Pick LangGraph when:
- Your workflow has defined stages that must run in a specific order
- You need human approval before irreversible actions (sending emails, writing to databases)
- You want to replay or debug a specific run via checkpoints
- You're already in the LangChain / LangSmith ecosystem
- You're building a production system where non-determinism is a bug, not a feature
Pick AutoGen when:
- You're prototyping and want agents talking to each other in 20 lines
- Your task is open-ended enough that rigid graph structure would fight you
- You want Microsoft's active maintenance and enterprise support
- Your agents need to execute and iterate on code (AutoGen's
CodeExecutorAgentis excellent) - You're building a research demo, internal tool, or early-stage product
Use both when: you want LangGraph for the outer orchestration loop (state, checkpoints, routing) and AutoGen's CodeExecutorAgent as a tool node inside a LangGraph graph. This is uncommon but it works.
FAQ
Q: Is LangGraph harder to learn than AutoGen?
A: Yes, meaningfully so. LangGraph requires understanding graphs, typed state, and conditional edges before you write anything useful. AutoGen's conversation model maps to how most developers already think. Budget an extra day for LangGraph's learning curve.
Q: Can I switch from AutoGen to LangGraph later?
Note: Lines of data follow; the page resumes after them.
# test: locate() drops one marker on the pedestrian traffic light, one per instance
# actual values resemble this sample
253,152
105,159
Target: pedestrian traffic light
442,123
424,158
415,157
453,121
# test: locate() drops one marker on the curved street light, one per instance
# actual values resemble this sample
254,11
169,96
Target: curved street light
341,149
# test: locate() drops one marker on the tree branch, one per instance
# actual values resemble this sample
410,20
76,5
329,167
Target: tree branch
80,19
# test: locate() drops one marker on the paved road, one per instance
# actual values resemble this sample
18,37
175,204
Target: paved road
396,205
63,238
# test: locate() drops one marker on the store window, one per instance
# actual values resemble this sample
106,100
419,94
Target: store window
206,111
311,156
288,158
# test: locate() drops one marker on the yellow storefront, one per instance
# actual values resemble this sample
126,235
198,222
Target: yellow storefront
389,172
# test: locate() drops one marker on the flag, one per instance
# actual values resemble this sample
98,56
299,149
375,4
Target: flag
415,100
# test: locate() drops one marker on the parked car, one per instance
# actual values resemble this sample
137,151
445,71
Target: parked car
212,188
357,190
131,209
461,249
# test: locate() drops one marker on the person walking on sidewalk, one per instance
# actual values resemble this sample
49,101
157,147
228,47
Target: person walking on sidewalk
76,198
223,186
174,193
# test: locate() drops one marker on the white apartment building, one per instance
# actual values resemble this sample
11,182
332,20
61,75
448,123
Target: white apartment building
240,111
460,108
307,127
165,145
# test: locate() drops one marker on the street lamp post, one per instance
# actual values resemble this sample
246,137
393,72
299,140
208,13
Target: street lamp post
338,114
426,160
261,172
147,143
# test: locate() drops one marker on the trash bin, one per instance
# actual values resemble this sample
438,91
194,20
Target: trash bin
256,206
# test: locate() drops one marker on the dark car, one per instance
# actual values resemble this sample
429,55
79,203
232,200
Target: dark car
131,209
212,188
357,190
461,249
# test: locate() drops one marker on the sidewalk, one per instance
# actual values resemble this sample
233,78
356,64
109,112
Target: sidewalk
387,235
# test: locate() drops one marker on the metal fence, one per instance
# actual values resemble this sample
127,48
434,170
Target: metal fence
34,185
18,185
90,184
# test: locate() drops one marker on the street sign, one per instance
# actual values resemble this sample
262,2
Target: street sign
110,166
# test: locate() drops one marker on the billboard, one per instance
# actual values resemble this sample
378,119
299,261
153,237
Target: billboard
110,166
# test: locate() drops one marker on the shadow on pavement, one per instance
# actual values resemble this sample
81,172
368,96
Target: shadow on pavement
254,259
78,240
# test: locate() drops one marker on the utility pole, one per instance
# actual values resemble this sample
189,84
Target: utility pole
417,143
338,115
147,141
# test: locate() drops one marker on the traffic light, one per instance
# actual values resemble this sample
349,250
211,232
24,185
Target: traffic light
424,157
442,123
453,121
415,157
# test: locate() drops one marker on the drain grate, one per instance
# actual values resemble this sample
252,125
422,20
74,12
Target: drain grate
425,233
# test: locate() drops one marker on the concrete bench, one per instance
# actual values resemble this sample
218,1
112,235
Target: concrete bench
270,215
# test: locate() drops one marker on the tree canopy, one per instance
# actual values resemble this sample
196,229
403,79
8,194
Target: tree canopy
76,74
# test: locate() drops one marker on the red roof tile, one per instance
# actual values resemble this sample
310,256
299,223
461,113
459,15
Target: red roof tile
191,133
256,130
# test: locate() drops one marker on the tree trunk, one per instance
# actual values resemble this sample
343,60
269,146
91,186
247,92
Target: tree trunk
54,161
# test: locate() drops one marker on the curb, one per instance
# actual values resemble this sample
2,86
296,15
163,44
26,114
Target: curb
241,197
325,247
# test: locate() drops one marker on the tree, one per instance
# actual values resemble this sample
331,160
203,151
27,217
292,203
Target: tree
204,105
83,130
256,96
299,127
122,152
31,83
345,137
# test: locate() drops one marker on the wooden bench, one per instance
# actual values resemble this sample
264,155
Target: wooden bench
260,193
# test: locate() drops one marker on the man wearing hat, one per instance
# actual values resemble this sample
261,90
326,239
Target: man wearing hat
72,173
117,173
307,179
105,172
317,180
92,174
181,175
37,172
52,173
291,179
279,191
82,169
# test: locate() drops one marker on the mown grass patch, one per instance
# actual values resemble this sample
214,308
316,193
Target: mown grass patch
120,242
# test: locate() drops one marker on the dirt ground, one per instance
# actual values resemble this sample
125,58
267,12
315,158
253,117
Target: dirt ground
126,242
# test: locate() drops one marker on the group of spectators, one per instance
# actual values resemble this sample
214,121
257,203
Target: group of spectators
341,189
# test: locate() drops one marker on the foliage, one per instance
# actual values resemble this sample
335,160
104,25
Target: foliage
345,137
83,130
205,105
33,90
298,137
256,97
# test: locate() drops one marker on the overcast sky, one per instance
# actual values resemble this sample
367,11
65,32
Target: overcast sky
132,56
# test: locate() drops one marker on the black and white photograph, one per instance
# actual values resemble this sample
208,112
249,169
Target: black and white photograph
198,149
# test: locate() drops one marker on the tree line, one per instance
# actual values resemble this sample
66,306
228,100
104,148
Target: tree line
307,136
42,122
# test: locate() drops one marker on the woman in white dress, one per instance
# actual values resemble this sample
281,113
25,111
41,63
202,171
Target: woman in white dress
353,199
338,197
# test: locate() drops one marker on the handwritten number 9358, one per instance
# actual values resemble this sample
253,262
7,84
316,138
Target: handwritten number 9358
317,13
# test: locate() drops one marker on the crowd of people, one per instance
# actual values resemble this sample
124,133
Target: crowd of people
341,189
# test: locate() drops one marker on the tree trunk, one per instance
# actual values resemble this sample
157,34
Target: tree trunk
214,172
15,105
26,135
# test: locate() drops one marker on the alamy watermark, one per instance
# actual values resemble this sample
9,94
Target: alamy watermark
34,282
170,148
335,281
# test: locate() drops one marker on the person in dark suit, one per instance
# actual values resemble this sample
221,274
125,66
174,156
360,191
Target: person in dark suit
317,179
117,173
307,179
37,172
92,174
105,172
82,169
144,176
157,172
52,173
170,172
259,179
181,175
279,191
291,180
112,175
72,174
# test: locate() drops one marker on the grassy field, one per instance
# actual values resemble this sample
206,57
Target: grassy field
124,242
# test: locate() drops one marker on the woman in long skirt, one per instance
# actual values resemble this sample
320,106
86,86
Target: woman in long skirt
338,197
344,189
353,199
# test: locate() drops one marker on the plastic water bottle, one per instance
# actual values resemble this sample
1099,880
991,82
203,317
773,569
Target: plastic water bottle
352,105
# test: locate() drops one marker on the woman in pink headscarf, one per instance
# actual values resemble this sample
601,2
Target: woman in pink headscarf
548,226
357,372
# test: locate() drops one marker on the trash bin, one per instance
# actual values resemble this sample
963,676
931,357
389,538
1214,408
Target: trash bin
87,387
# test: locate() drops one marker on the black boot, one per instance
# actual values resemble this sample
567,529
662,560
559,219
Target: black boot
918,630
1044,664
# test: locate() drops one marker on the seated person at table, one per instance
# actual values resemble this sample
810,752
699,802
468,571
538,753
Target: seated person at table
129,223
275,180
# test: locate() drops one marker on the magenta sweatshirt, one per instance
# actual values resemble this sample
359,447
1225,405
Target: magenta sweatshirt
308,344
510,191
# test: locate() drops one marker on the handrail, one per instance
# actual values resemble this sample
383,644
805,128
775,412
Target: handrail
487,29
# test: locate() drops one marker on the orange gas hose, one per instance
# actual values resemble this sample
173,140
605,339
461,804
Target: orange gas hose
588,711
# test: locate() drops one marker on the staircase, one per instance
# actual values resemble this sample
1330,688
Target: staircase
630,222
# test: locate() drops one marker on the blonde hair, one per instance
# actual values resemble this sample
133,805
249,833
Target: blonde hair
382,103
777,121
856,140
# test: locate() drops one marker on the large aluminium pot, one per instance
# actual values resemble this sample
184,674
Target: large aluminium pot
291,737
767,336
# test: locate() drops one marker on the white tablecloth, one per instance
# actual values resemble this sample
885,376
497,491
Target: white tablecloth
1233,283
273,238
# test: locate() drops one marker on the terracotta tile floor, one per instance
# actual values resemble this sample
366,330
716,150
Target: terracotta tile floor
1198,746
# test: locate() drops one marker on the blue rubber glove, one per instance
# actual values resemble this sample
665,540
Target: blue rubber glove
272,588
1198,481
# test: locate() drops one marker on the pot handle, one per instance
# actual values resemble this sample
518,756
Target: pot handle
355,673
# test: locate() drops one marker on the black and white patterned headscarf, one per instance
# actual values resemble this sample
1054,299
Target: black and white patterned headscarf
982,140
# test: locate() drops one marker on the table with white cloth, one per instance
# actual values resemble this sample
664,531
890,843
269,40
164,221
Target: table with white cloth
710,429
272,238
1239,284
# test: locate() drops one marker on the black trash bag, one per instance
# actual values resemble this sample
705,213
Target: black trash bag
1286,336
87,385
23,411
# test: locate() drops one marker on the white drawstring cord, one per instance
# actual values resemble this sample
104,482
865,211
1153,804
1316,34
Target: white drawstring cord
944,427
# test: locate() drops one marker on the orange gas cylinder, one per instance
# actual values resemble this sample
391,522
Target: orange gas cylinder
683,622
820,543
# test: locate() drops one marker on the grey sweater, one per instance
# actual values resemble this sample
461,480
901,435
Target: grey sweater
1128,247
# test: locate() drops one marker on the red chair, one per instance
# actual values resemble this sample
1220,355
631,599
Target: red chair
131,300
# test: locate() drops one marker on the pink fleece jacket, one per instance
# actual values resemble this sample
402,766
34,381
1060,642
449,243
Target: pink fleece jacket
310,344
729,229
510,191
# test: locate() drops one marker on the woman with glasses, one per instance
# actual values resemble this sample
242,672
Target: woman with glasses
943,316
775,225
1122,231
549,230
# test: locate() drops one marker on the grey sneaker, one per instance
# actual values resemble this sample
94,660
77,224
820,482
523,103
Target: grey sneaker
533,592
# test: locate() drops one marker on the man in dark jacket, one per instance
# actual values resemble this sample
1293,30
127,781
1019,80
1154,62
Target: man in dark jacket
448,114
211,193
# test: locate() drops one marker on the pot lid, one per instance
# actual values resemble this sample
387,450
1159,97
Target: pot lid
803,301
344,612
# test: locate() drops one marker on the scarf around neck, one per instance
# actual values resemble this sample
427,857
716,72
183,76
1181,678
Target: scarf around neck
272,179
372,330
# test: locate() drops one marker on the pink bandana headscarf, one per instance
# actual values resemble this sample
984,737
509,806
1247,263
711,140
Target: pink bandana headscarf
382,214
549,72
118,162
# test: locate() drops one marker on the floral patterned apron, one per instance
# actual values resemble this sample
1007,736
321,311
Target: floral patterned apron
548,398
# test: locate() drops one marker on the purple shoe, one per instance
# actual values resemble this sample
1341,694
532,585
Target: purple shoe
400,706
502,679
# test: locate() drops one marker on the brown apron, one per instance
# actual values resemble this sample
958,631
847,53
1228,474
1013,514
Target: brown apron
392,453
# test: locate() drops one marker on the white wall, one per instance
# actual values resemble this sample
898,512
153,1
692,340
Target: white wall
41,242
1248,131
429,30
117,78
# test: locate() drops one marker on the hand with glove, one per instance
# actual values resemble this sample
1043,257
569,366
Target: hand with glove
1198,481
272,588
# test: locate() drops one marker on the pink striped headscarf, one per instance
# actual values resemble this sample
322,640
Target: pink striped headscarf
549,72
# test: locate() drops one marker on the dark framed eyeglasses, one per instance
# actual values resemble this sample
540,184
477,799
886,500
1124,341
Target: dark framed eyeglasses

A: Your LLM logic (prompts, tools, models) is portable; the orchestration layer is not. Migrating means rewriting how agents coordinate, not rewriting agents themselves. It's a 1–3 day project for a small pipeline.
Q: Which has better community support in 2026?
A: Both are active. LangGraph has ~7k GitHub stars and tight integration with LangSmith for observability. AutoGen has ~40k stars and Microsoft's backing. For enterprise support, AutoGen has the edge. For LangChain-native teams, LangGraph is the obvious choice.
Q: Does either support local models like Ollama?
A: Yes. LangGraph works with any LangChain-compatible LLM, including ChatOllama. AutoGen 0.4 supports Ollama via OllamaChatCompletionClient in autogen-ext. Both are fully local-capable.